Hess Bros. v. Great Northern Pail Co.

175 Wis. 465 | Wis. | 1921

Jones, J.

The great fluctuations of prices during the last few years have brought about a flood of lawsuits. While such fluctuations have caused great loss to many persons who have contracted to buy or sell goods for future delivery, and while they afford a motive for attempting to avoid the effects of such contracts, they are clearly no cause for their repudiation. There would be little certainty or safety in such business transactions if a contrary rule prevailed.

It is urged by defendant’s counsel that the so-called embargo afforded grounds for refusing to perform the contract. The trial court found that no embargo existed on Eastern shipments at the time defendant received plaintiff’s order and that it existed only from December 18, 1916, until the first week in January, 1917.

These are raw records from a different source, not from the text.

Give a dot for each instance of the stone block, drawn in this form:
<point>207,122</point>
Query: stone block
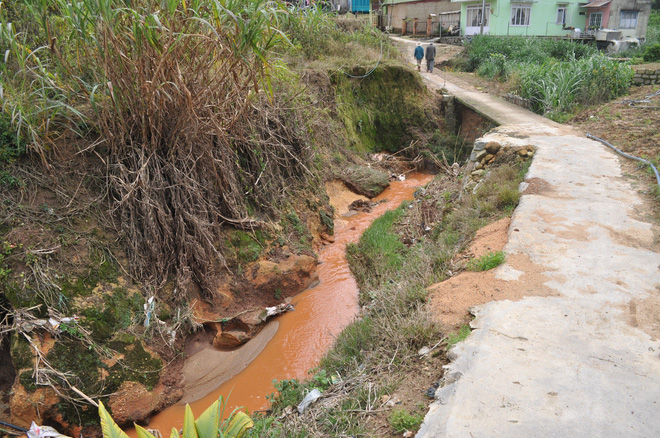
<point>479,145</point>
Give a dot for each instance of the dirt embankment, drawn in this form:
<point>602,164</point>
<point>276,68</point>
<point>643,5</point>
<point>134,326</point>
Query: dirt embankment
<point>452,299</point>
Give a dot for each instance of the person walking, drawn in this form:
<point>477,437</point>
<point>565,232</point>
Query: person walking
<point>430,57</point>
<point>419,55</point>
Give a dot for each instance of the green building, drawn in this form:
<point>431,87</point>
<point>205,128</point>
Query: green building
<point>554,18</point>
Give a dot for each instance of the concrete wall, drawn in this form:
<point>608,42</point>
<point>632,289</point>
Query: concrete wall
<point>542,21</point>
<point>543,17</point>
<point>643,7</point>
<point>417,9</point>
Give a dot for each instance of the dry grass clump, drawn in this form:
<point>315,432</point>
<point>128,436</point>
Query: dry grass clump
<point>188,136</point>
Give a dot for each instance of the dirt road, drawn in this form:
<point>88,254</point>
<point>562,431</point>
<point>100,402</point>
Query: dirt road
<point>584,361</point>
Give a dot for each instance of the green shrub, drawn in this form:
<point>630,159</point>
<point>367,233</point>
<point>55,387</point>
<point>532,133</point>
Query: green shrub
<point>402,420</point>
<point>11,144</point>
<point>652,53</point>
<point>487,261</point>
<point>518,49</point>
<point>459,336</point>
<point>561,86</point>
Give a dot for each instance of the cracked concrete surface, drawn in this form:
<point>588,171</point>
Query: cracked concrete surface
<point>581,363</point>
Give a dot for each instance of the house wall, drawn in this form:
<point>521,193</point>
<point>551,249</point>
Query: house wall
<point>605,10</point>
<point>416,9</point>
<point>644,10</point>
<point>542,18</point>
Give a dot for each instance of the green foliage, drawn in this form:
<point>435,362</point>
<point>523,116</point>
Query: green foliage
<point>11,144</point>
<point>379,253</point>
<point>379,111</point>
<point>351,346</point>
<point>249,246</point>
<point>289,393</point>
<point>207,425</point>
<point>496,50</point>
<point>366,180</point>
<point>496,67</point>
<point>487,261</point>
<point>137,366</point>
<point>557,76</point>
<point>554,87</point>
<point>6,250</point>
<point>401,420</point>
<point>652,53</point>
<point>460,336</point>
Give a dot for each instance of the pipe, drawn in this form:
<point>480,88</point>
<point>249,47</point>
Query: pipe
<point>13,426</point>
<point>657,177</point>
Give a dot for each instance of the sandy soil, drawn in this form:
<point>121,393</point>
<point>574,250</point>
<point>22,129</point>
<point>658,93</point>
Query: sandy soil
<point>208,368</point>
<point>341,196</point>
<point>452,299</point>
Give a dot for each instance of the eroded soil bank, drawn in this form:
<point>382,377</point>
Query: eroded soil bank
<point>304,335</point>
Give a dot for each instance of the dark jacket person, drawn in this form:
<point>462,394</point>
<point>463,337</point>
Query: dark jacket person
<point>430,57</point>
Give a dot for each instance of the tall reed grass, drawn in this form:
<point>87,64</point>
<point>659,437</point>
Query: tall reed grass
<point>556,75</point>
<point>175,90</point>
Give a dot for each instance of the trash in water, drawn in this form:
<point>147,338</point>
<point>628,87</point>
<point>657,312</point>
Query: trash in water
<point>308,400</point>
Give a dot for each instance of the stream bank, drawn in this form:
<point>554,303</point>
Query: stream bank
<point>304,335</point>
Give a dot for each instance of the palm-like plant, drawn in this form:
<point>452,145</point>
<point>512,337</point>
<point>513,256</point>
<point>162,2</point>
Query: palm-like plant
<point>207,425</point>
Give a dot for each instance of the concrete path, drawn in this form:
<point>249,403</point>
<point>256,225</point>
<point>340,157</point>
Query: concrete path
<point>583,363</point>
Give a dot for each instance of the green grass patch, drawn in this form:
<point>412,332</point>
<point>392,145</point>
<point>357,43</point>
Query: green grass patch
<point>557,76</point>
<point>401,420</point>
<point>490,260</point>
<point>459,336</point>
<point>379,253</point>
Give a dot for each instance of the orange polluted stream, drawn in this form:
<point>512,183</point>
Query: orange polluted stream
<point>307,333</point>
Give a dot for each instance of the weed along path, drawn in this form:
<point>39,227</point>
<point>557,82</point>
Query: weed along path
<point>579,353</point>
<point>301,337</point>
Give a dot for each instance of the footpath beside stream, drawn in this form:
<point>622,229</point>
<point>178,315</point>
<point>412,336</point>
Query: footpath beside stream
<point>586,361</point>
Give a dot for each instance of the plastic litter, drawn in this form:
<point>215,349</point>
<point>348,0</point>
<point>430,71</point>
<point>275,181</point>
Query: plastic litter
<point>310,398</point>
<point>43,431</point>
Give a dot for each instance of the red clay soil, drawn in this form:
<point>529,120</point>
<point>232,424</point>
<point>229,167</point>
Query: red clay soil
<point>452,299</point>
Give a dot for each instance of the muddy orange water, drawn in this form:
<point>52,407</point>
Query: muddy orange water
<point>307,333</point>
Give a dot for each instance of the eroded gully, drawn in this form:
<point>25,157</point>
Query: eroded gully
<point>305,335</point>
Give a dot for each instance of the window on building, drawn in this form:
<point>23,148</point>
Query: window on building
<point>520,14</point>
<point>595,20</point>
<point>474,16</point>
<point>561,15</point>
<point>628,20</point>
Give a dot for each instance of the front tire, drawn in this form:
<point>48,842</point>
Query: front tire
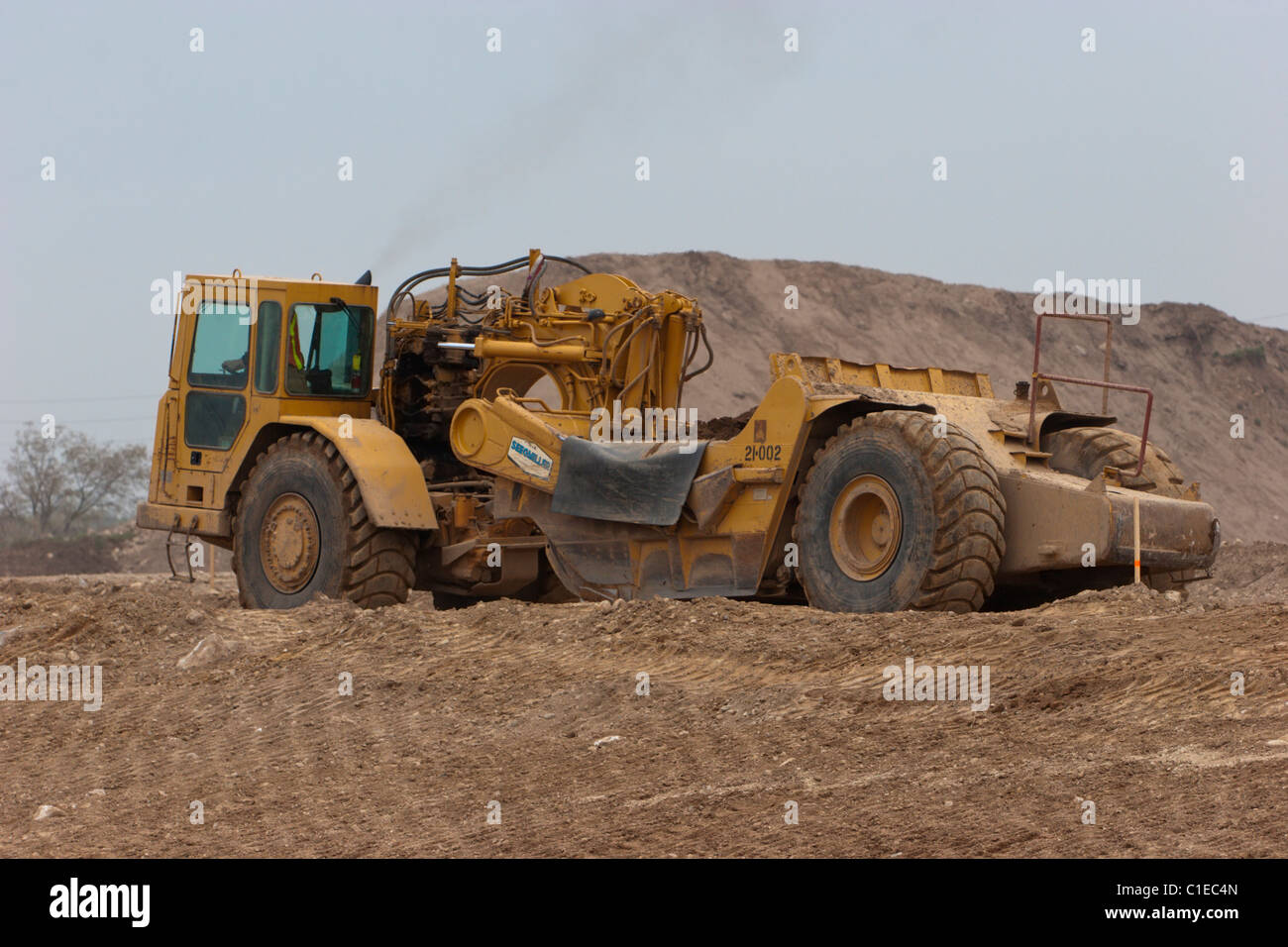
<point>893,517</point>
<point>301,528</point>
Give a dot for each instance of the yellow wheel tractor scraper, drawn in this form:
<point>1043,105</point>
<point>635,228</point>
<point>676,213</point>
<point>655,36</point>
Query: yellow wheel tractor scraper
<point>535,444</point>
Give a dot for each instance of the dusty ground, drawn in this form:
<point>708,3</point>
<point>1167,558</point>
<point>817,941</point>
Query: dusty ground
<point>1119,697</point>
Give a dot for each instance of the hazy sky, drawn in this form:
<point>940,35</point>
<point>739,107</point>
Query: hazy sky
<point>1106,163</point>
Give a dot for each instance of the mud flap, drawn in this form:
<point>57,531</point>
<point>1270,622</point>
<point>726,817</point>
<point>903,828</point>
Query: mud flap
<point>625,482</point>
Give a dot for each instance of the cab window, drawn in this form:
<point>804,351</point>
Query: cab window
<point>327,350</point>
<point>268,335</point>
<point>220,346</point>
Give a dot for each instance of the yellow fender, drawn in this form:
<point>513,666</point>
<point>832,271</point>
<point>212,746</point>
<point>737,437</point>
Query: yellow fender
<point>389,478</point>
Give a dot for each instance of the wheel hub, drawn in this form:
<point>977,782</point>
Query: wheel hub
<point>866,527</point>
<point>288,543</point>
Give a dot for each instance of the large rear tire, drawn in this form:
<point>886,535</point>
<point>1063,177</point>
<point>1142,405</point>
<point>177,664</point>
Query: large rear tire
<point>301,528</point>
<point>893,515</point>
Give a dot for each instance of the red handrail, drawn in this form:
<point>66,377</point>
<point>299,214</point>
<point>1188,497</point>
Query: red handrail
<point>1104,384</point>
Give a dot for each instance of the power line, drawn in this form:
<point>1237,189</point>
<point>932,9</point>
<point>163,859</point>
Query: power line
<point>91,397</point>
<point>84,420</point>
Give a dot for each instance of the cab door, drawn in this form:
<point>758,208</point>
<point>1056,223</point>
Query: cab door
<point>235,354</point>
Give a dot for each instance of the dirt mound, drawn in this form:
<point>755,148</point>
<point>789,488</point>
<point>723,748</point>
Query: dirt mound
<point>331,731</point>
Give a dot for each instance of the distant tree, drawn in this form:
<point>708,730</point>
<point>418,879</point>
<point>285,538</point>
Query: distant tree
<point>71,480</point>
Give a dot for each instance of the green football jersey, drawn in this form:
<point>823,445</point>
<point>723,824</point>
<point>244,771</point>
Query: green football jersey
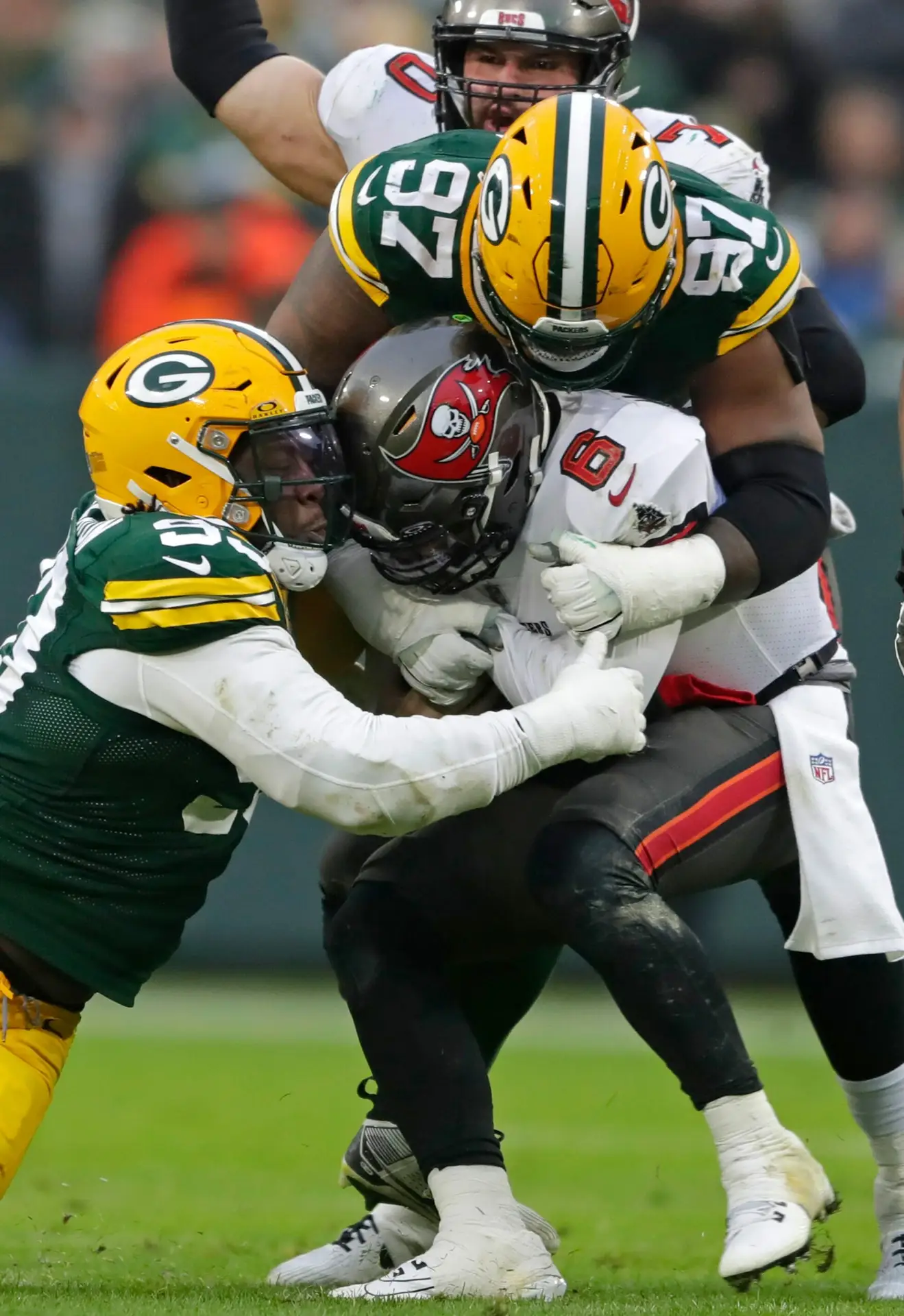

There are many English cases holding that when the delivery of goods is prevented by acts of superior authority beyond the control of the person obligated to deliver, the nonperformance is excused during the period of the inhibition; but that the contract is not dissolved unless at the time" it should have been performed there is a reasonable probability that the inhibition will continue for such a length of time as to frustrate the object of the engagement from a business point of view. See cases cited 3 A. L. R. 29.

Evidently neither party contemplated any such probability, for although in the letter of January 3, 1917, defendant suggested that it might be satisfactory to plaintiff to consider the contract closed, the plaintiff at once gave notice that it would not be satisfactory, and the later, correspondence clearly showed that neither party treated it as closed.

There is no doubt but defendant renounced the contract. As bearing on the question of damages it is important to *469determine when the renunciation took place. Plaintiffs counsel claim that the breach of contract occurred on December 6, 1918, when defendant wrote that plaintiff had not lived up to its part of the contract and unequivocally refused to make shipment. Appellant’s counsel claim that the breach took place soon after July 23, 1917, since the defendant failed to ship the car which it then promised to ship in the near future. In other words, defendant relies on its own delay and nonperformance of the contract to minimize the damages.

It is plain that defendant never notified the plaintiff of any intention to repudiate the contract until December. 6, 1918. On the contrary, it made repeated unconditional promises to perform. On October 25, 1918, defendant wrote .asking for specifications of the car desired to be shipped and made an offer slightly modifying the previous arrangement, and on December- 4th made another offer to ship a car but attached the condition that a sight draft should be attached to the bill of lading. It appears that there was some correspondence not included in the record. Thus it appears that from the execution of the contract until December 6, 1918, the correspondence relating to it continued, although with considerable intervals of interruption. During all this time plaintiff insisted upon performance and defendant did not repudiate the contract, although some modifications were suggested. There was no statement that the contract would be repudiated unless the changes or modifications were made, and mere requests for changes, or objection to the terms of the contract, do not constitute renunciation. 5 Page, Contracts (2d ed.) §§ 2903, 2904.

If defendant had desired to repudiate the contract in order to diminish damages, or for any other reason,’ it could have sooner given such unequivocal notice as it gave on December 6, 1918, and the plaintiff could have obtained its supplies elsewhere. If such notice had been given it would not have been just for plaintiff to claim damages for a breach as of an *470earlier date, if on account of fluctuating prices such claim would be to the disadvantage of defendant, since plaintiff had been insisting upon performance. Nor can defendant complain that the action was not brought until plaintiff had notice of defendant’s intention not to perform the contract.

It is clear that time was not of the essence of the contract. Both parties throughout treated its performance as likely to be delayed, and neither party treated it as abrogated or repudiated until the final letter of defendant.

In determining when breaches of contracts take place every case must be controlled by its own facts. We are convinced that in view of the correspondence and conduct of the parties the damages should be assessed as of the date when defendant repudiated the contract, December 6, 1918, and that the difference between the contract price and the market price at the time of refusal to deliver was the proper measure of damages. Sales Act (sub. 3, sec. 1684f — 67, Stats.).

It is claimed by defendant’s counsel that plaintiff breached the contract by making two discounts of two per cent, contrary to the terms of the agreement, and that this excused performance on the part of defendant. We do not consider this point well taken, for the reason that it plainly appeared from the books of defendant that the discounts had been deducted on January 31 and September 27, 1916, and no objection had been made until December 6, 1918, when it was decided to repudiate the contract. The plaintiff might well have believed that its course of dealing was satisfactory, and this branch of the defense was waived. Wilbur v. Means, 171 Wis. 401, 177 N. W. 575.

By some mistake or inadvertence the court allowed interest from December 9, 191.6, instead of December 6, 1918. This mistake-should be corrected and otherwise the judgment should be affirmed, with costs to be paid by respondent.

By the Court. — Judgment affirmed as modified.